Vital interventions were made to safeguard vulnerable people and large quantities of drugs were seized on the rail network as British Transport Police (BTP) took part in a national week of enhanced action to disrupt County Lines activity.
Coordinated by the force’s dedicated County Lines Taskforce, the week (11–17 October) saw officers work with regional police forces on operations at key stations and train routes across the UK.
These included a mix of plain-clothed and uniformed officers alongside drugs dogs and metal detection arches, to remove harmful drugs and dangerous weapons from the railway and communities.
Across the seven-day period BTP conducted 88 operations, half of which were joint with regional police forces.
In total 41 people were arrested, and officers seized 52 different amounts of drugs, £50k in cash, 43 phones and removed 32 dangerous weapons from the railway.
They also safeguarded 14 vulnerable children and adults, visited a cuckooed address and seized one ‘deal line’ – a mobile phone linked to selling drugs.
Detective Superintendent Gareth Williams, BTP’s County Lines Taskforce lead, said: “These results are testament to the dedicated work of my team in partnership with our police colleagues and reminds criminals that the railway is not a viable option to move drugs, or indeed exploited persons, between locations.

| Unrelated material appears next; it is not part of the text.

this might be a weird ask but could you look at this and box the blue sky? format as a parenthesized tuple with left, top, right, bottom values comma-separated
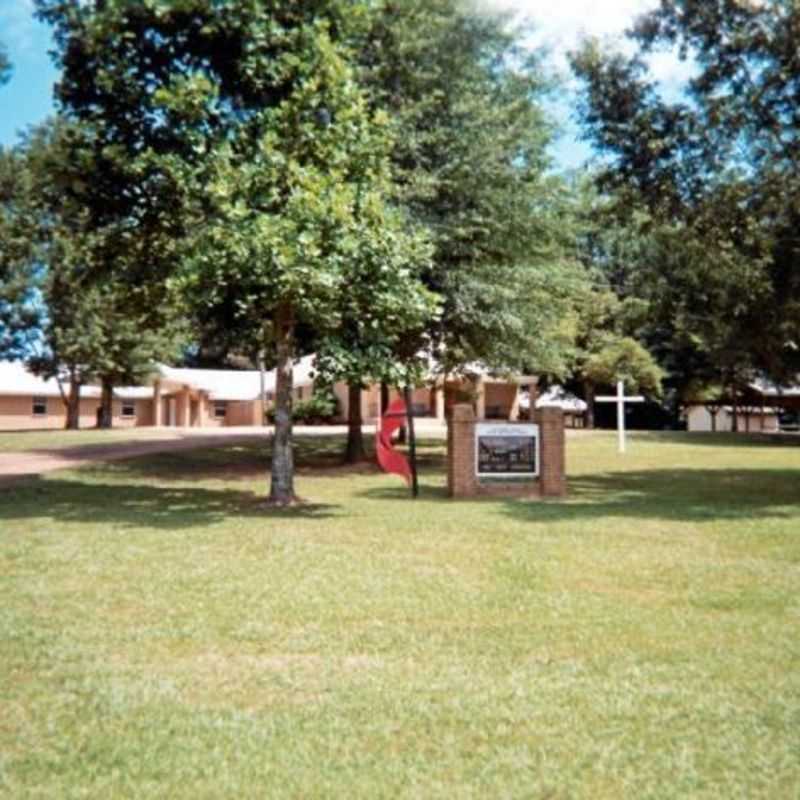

“Drugs they distribute into communities ruin lives and we are continually developing and sharing our intelligence picture, to vary our tactics and dismantle their criminal operations.
“This coordinated week provided us with the opportunity to shine a light on our proactive operational work and also highlight the ‘Look Closer’ campaign, which we developed alongside The Children’s Society.
“It aims to raise awareness of child exploitation and encourages rail staff and the public to spot the signs that a person is being exploited and to always report their concerns to us.
“If you spot the signs of someone being exploited on the railway, text us on 61016. No report is too small or trivial – we will always take you seriously.”
James Simmonds-Read, National Programme Manager at The Children’s Society’s Prevention programme, said: “Predators groom children with offers of cash, gifts, drugs and alcohol, friendship and status – then use terrifying threats and violence to exploit them to carry drugs in ‘county lines’ operations or for sexual or labour exploitation.
“Young people may not ask for help because they have been manipulated into thinking they are making a choice or because they are too scared to speak out. We must not hold children responsible for preventing their own exploitation but should instead work together as a society to prevent it from happening to them.”
BTP’s County Lines Taskforce – a police team dedicated to tackling organised criminals using the railway to transport drugs – was setup with Home Office funding in December 2019.
A key aim of the team is to identify and safeguard vulnerable children and adults often exploited by these criminals to transport drugs and cash between import and export locations.
To date, the Taskforce has made more than 1,500 arrests, seized nearly 1,000 lots of drugs, made 85 referrals to the National Referral Mechanism for Safeguarding and secured 18 charges under the Modern Slavery Act.
Earlier this month three people appeared at court charged in connection to offences under the Modern Slavery Act and drugs supply after a 16-year-old boy was found in possession of Class A drugs on the railway.